Novel Adaptive Global Observer-Based Sliding Mode Control of a 2-DOF Piezoelectric Nanopositioning System

Abstract

This paper proposes a novel adaptive global sliding mode control strategy for a two-degree-of-freedom (2-DOF) piezoelectric nanopositioning system based on the integral extended state observer (IESO) technique. Its uniqueness is that a global robustness property is generated in the whole precision motion control process, which effectively circumvents sensitivity to the perturbations during the reaching phase. First, to generate an accurate disturbance estimation for compensation control, the IESO is constructed by incorporating an integral action into the observer design. Then, a global sliding mode control approach is developed for the nanopositioning system to ensure global robustness against the unknown hysteresis nonlinearity and cross-axis coupling motion. Moreover, an adaptive rule is established for the global sliding mode controller, which does not require a priori knowledge of the estimation error, hysteresis, and cross-coupling nonlinearity in the control design. Both simulation and experimental studies are conducted to demonstrate the effectiveness and superiority of the proposed motion control scheme over existing ones. Note to Practitioners—Nanopositioning systems actuated by piezoelectric actuators impose a great challenge to achieve precision motion tracking control. This work reports a global sliding mode control strategy of 2-DOF piezoelectric nanopositioning systems for the first time. By constructing a global sliding surface and control compensator, the global robustness to unknown hysteresis and cross-axis coupling effect can be improved in the whole process to achieve high-precision motion.
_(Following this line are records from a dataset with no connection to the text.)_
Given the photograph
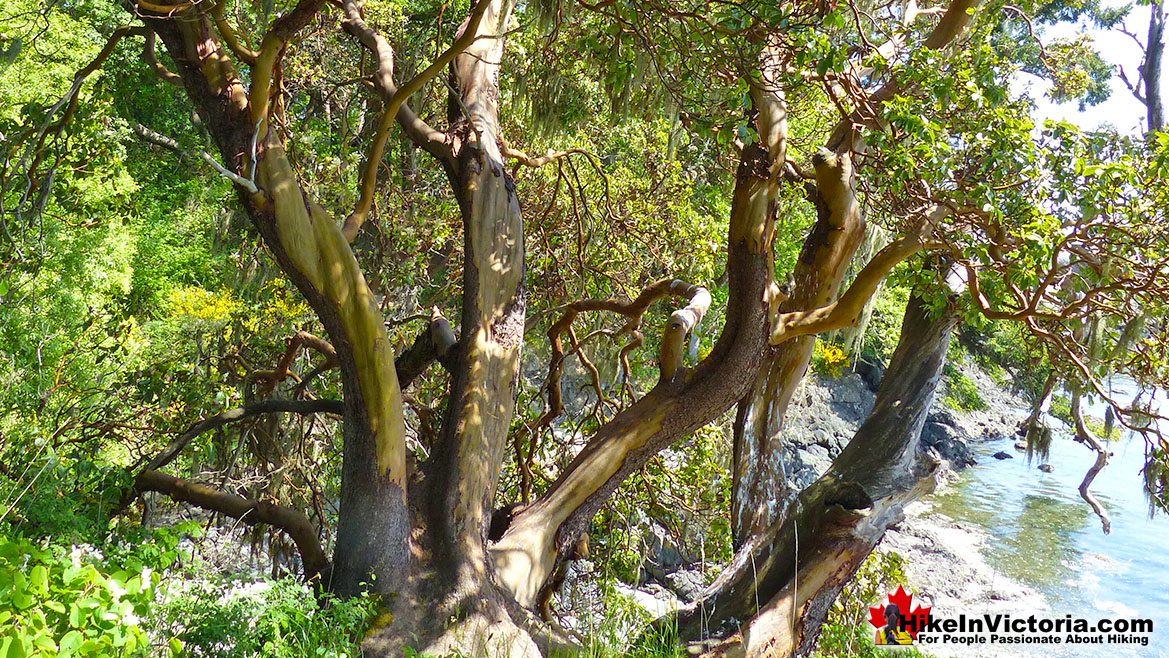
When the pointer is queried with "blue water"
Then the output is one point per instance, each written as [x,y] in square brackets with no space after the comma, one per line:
[1043,534]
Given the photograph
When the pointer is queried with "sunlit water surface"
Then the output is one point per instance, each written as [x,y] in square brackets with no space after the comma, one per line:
[1043,534]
To guarantee the estimation performance of unknown nonlinearities, an IESO is designed in this paper to suppress the total disturbance. Additionally, to suppress the effects of estimation errors and achieve high-precision motion tracking, two adaptive rules are established to approximate the upper bounds of estimation errors and the integral term in IESO. Compared to previous works, the proposed control scheme is easy to implement and provides superior results, as verified by simulation and experimental results.